Liane Lang’s project Touch Stone engages with beauty and memory in the landscape, with its history of human and non human activity, through materials and objects that tell their story. The residue of centuries, millennia, eons, visible and imagined, of the hard work of people and of nature, appear like fragments of monuments, incomplete archaeological evidence, standing together ambiguously and sometimes at cross purposes.

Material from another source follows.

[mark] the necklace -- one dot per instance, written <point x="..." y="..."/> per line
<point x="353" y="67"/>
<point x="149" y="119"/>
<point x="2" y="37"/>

Lang’s use of stones, from the gorgeous glass-like crystal slices to the broken Carrara marble headstones, the limestone quarry debris to the Neolithic stone circle, collate a sense of nature that can encompass all these things. The works point to shared characteristics and differing intentions, similar activities with radically different outcomes. Lang deliberately chooses materials that are connected but do not comfortably exist together. The ecologically unsound surface depicts the re-wilded or re-natured subject, the cement factory, the chunk of road, the collapsed mine, the holloway. Wood and concrete, iron and tarmac, lead, cotton and silk, form ligaments that hold together a multitude of experiences, invention and subjugation, improvement and destruction, beauty and death.

 

Many of the works have a human presence, glimpsed through a tree or behind a boulder. The figure is allowed to occupy, commune with and touch the world, a fleeting moment of ecstatic existence, joyous and immersive. But Lang twists this into another contemplation of the memorial object: The figures we see are casts, sculptures she makes in the studio, like fragments of statuary. The memorial is literal, the figure in sculpture, an at- tempt to gesture to a distant future: I was here, once lithe and lovely. Lang balances between lived time, momentary pleasure and the evidence of deep time, fossilised layers, the fate of all things once living. The ecological challenges are implicit in this work, poetically posing questions about the value and meaning of what we do and who we are.

Images seen here of the exhibition installed at the Maltings in Wirksworth during the 2022 Wirksworth Festival.